Cezası biten ve saha kenarına dönen Terim, iki kenar beki Linnes ve Saracchi’yi yanına oturttu. Konya’da tel tel dökülen Saracchi’nin yerine oynayan Emre Taşdemir’in müthiş bindirmeleri Galatasaray’a sezonun en farklı galibiyetini getirdi. Sürekli soldan hücum eden sarı-kırmızılılar, pas ve oyuncu kalitesi ile ilk yarıda işi bitirdi. İçine Marcelo kaçmış gibi oynayan Emre Taşdemir, Terim’in uzun zamandır kendisinde ısrar etmesinin karşılığını Gençlerbirliği maçında verdi. Galatasaray, Süper Lig’de rakip ceza sahasında en çok topla buluşan takım ama düne kadar bunu gole yeteri kadar çeviremiyordu.

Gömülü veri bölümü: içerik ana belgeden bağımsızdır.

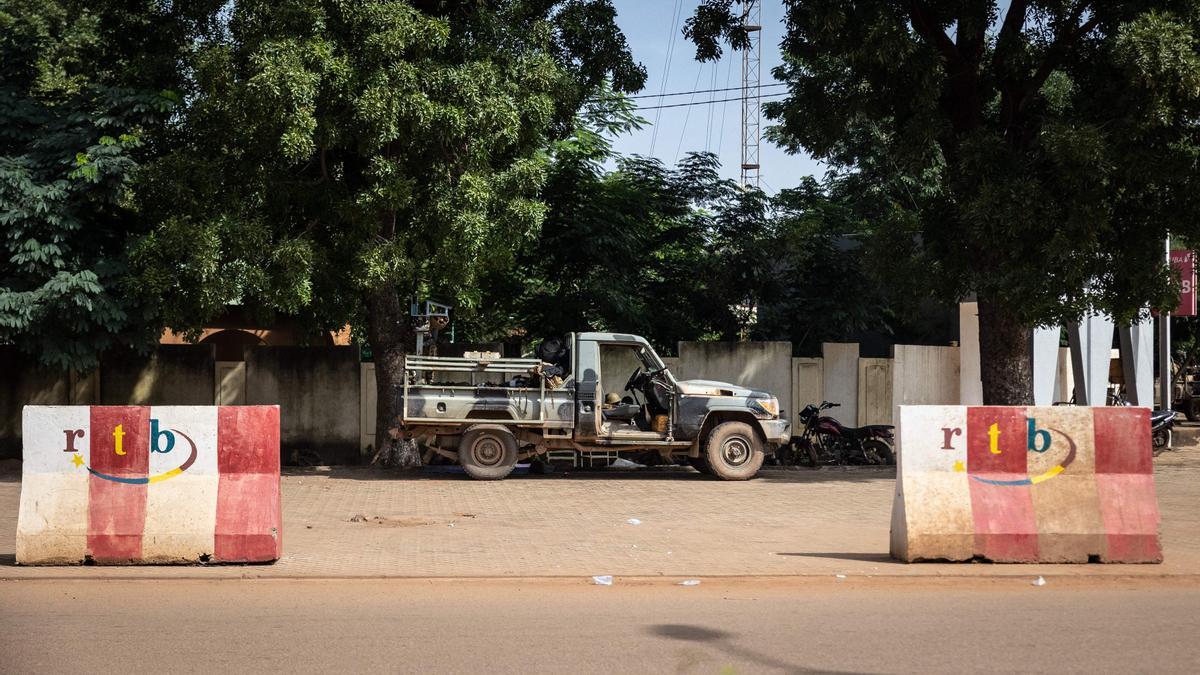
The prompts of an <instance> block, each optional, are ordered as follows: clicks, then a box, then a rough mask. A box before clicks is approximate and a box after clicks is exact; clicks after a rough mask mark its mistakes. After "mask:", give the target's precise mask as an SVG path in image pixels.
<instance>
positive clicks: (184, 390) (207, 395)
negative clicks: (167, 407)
mask: <svg viewBox="0 0 1200 675" xmlns="http://www.w3.org/2000/svg"><path fill="white" fill-rule="evenodd" d="M215 381H216V348H215V347H214V346H212V345H158V347H157V348H156V350H155V351H154V352H151V353H150V354H149V356H142V354H134V353H130V352H124V353H121V352H114V353H108V354H104V357H103V359H101V365H100V399H101V404H103V405H106V406H211V405H212V402H214V400H212V386H214V382H215Z"/></svg>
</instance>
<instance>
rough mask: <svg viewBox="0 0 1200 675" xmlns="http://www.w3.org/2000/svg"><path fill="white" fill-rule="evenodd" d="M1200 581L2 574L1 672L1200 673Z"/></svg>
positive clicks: (35, 672)
mask: <svg viewBox="0 0 1200 675" xmlns="http://www.w3.org/2000/svg"><path fill="white" fill-rule="evenodd" d="M1198 610H1200V585H1195V584H1192V585H1187V584H1184V585H1175V586H1168V585H1160V584H1159V585H1156V584H1147V583H1144V581H1138V583H1134V581H1129V583H1120V581H1118V583H1111V581H1110V583H1105V584H1103V585H1102V586H1100V587H1097V586H1096V585H1094V584H1091V585H1090V584H1088V583H1082V581H1068V580H1063V581H1062V583H1058V581H1056V580H1054V581H1051V583H1049V584H1048V585H1046V586H1042V587H1036V586H1032V585H1031V584H1030V583H1028V580H1013V579H1009V580H973V581H966V583H952V584H941V583H919V584H918V583H904V581H888V580H880V579H876V580H874V581H871V580H866V581H853V580H848V581H845V583H840V581H826V580H820V581H794V583H788V581H768V583H766V584H763V583H758V581H745V583H740V584H739V583H731V581H722V583H708V581H706V583H704V584H702V585H701V586H696V587H680V586H673V585H666V584H658V585H630V584H623V583H622V581H620V580H618V584H617V585H614V586H612V587H602V586H590V585H584V584H581V583H566V581H560V583H554V581H548V583H547V581H538V583H521V581H461V583H455V581H445V580H442V581H433V583H428V581H395V580H391V581H389V580H379V581H365V580H323V581H288V580H244V581H232V580H230V581H166V580H154V581H7V583H0V655H2V656H0V670H2V671H5V673H65V671H88V673H118V671H119V673H130V671H134V673H142V671H172V673H193V671H194V673H200V671H203V673H226V671H232V673H242V671H256V673H263V671H289V673H294V671H300V673H316V671H329V673H347V671H407V673H451V671H457V673H485V671H486V673H539V671H540V673H563V671H571V673H714V674H716V673H719V674H728V673H763V671H788V673H811V671H821V673H830V671H835V673H962V671H980V670H988V671H1014V673H1015V671H1020V673H1036V671H1044V673H1051V671H1052V673H1063V671H1079V673H1097V671H1100V673H1114V671H1144V673H1145V671H1156V673H1170V671H1175V673H1184V671H1188V673H1194V671H1195V669H1196V665H1198V664H1200V640H1198V639H1196V635H1198V634H1200V617H1198Z"/></svg>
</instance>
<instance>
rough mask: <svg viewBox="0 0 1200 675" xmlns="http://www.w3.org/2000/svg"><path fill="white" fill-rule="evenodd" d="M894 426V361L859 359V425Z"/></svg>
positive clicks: (858, 387)
mask: <svg viewBox="0 0 1200 675" xmlns="http://www.w3.org/2000/svg"><path fill="white" fill-rule="evenodd" d="M865 424H892V359H858V425H859V426H863V425H865Z"/></svg>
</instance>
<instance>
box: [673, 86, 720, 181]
mask: <svg viewBox="0 0 1200 675" xmlns="http://www.w3.org/2000/svg"><path fill="white" fill-rule="evenodd" d="M704 65H706V64H700V67H698V68H696V82H695V83H692V85H691V86H692V88H694V89H695V86H696V85H697V84H700V76H701V74H703V73H704ZM695 101H696V95H695V94H692V95H691V98H690V100H689V101H688V102H689V103H694V102H695ZM709 109H712V108H709ZM690 119H691V108H688V114H685V115H684V117H683V126H682V127H680V129H679V144H678V145H676V159H674V163H679V151H680V150H683V139H684V137H685V136H688V120H690Z"/></svg>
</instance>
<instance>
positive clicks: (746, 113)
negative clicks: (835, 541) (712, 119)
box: [742, 0, 762, 189]
mask: <svg viewBox="0 0 1200 675" xmlns="http://www.w3.org/2000/svg"><path fill="white" fill-rule="evenodd" d="M742 26H743V29H745V31H746V38H748V40H749V44H748V46H746V49H745V50H743V52H742V186H743V187H746V189H749V187H758V141H760V137H761V131H762V130H761V126H760V119H761V113H762V89H761V88H760V80H758V76H760V73H761V64H762V42H761V40H760V38H761V37H762V4H761V2H760V0H743V1H742Z"/></svg>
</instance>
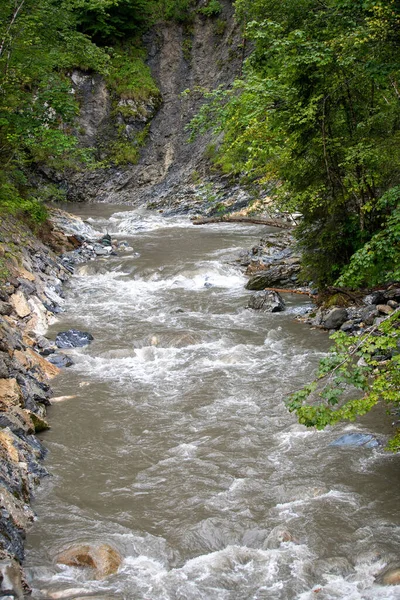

Dün doğru final pasları farkı da getirdi. Bazılarının yerin dibine sokmak için uğraştığı Belhanda’nın yaptığı hat-trick, eleştirilere ironik ve anlamlı bir cevap oldu. Ama maçın yıldızı tartışmasız Arda Turan’dı. Sahadaki duruşu, oyun bilgisi ve kendine has fark yaratan futbol zekası onu bambaşka bir seviyeye taşıyor. Arda dün en görkemli Atletico Madrid günlerindeki gibiydi. O efsane takımın futbol aklıydı. Simeone’nin fizik gücü yüksek takımının en nadide parçasıydı. Kaptan Arda, futbolun ayakla değil beyinle oynandığını bir kez daha kanıtladı.